02-05-2013, 04:01 PM
Scalable Scheduling of Updates in Streaming Data Warehouses
Scalable Scheduling.doc (Size: 16.68 KB / Downloads: 44)
Abstract:
We present an alternative and more flexible approach that maximizes user utility by satisfying all users. It does this while minimizing the usage of system resources. We discuss the benefits of this latter approach and develop an adaptive monitoring solution Satisfy User Profiles (SUPs). Through formal analysis, we identify sufficient optimality conditions for SUP. The traditional method for ensuring resource allocation is to partition the job set and to schedule each partition separately, we empirically analyze the behavior of SUP under varying conditions.
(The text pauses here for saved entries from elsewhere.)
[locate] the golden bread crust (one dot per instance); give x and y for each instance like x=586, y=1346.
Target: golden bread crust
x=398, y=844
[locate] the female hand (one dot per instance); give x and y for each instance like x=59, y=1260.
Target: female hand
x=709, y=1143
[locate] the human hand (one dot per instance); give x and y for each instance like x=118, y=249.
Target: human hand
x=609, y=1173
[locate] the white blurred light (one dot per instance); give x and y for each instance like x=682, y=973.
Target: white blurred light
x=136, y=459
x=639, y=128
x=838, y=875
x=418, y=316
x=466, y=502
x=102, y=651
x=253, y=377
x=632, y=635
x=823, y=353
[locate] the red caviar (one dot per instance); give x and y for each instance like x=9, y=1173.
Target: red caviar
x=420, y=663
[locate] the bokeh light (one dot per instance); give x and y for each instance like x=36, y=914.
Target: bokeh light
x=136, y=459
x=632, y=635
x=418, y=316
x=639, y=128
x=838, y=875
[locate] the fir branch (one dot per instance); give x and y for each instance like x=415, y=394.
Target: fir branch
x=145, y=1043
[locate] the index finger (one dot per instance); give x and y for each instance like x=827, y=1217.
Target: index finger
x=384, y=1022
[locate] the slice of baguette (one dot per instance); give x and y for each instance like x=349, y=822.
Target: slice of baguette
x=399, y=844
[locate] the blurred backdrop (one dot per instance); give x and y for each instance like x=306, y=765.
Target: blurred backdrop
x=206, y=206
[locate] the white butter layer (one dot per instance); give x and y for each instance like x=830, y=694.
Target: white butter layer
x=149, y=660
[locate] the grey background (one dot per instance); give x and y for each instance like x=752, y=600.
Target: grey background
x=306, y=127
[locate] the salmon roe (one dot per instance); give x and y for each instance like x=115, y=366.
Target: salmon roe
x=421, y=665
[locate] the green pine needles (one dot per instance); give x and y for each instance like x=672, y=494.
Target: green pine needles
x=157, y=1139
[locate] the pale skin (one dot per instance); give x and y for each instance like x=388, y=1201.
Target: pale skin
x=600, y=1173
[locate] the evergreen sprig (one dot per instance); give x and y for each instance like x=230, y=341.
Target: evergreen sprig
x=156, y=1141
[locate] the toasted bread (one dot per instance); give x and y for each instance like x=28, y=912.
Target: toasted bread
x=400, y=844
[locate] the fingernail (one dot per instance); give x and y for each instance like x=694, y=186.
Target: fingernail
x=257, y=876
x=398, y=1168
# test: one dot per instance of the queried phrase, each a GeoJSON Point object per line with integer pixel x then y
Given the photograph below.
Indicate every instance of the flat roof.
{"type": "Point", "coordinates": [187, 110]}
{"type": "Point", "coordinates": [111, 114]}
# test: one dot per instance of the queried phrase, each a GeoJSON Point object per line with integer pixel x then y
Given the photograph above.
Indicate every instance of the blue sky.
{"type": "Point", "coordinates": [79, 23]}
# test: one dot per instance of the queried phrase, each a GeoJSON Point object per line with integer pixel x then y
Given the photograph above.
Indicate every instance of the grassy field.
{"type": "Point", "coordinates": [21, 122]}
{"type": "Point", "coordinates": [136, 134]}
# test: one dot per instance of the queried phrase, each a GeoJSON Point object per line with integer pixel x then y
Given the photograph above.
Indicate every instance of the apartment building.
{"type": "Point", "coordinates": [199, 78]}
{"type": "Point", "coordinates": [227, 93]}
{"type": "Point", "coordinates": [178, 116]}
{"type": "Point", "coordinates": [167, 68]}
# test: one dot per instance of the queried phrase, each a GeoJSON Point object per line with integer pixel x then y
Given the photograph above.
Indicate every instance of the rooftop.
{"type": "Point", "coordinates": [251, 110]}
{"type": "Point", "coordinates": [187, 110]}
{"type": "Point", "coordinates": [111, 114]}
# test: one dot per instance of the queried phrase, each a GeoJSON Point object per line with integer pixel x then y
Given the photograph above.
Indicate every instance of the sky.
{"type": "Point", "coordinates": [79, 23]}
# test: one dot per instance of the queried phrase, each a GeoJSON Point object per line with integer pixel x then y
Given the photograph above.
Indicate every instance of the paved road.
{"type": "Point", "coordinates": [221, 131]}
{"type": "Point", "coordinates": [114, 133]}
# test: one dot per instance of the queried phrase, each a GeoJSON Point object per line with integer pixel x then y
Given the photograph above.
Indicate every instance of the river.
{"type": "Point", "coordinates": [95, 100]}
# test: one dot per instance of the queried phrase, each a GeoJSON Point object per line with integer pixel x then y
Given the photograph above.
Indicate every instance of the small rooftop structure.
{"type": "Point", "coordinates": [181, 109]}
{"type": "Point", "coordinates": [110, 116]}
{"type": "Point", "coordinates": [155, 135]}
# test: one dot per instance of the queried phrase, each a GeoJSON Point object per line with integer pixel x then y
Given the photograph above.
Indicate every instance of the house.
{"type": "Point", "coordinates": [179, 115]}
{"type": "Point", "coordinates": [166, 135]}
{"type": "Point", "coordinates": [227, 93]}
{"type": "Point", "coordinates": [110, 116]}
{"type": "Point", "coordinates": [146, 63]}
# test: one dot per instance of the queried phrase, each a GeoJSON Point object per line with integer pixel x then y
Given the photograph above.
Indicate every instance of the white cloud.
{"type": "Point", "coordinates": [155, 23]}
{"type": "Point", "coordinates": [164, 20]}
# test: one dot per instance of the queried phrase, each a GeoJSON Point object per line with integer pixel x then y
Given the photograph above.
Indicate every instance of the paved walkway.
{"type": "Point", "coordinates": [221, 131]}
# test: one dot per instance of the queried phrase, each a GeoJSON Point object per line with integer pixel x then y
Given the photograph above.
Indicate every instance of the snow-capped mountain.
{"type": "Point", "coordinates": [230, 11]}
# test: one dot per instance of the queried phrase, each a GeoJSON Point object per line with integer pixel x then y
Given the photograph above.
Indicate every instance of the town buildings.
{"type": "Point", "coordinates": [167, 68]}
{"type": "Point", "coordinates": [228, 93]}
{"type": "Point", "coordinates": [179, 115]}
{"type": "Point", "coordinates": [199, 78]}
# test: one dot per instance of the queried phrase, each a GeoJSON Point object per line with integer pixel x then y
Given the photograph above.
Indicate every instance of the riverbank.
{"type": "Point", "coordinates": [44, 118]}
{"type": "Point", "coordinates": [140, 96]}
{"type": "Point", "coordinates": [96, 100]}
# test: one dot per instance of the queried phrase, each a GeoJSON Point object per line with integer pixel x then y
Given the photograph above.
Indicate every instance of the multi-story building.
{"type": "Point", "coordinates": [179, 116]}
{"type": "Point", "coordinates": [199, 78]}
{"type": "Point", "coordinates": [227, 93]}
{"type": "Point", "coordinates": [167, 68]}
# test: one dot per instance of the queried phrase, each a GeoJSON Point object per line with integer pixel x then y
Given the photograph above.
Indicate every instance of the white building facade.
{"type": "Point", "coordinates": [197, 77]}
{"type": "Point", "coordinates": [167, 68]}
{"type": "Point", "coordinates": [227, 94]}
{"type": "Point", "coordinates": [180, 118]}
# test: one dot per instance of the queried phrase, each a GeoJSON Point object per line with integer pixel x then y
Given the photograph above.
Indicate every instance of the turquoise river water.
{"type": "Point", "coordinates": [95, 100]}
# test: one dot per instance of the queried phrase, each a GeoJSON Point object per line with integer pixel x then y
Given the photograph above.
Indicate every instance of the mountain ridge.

Our experiments show that we can achieve a high degree of satisfaction of user utility when the estimations of SUP closely estimate the real event stream, and has the potential to save a significant amount of system resources. we investigate two methods for ensuring resources for short jobs while still providing a degree of global scheduling.
Existing system
A variety of emerging online data delivery applications challenge existing techniques for data delivery to human users, applications, or middleware that are accessing data from multiple autonomous servers. The first approach, most commonly used nowadays, maximizes user utility under the strict setting of meeting a priori constraints on the usage of system resources.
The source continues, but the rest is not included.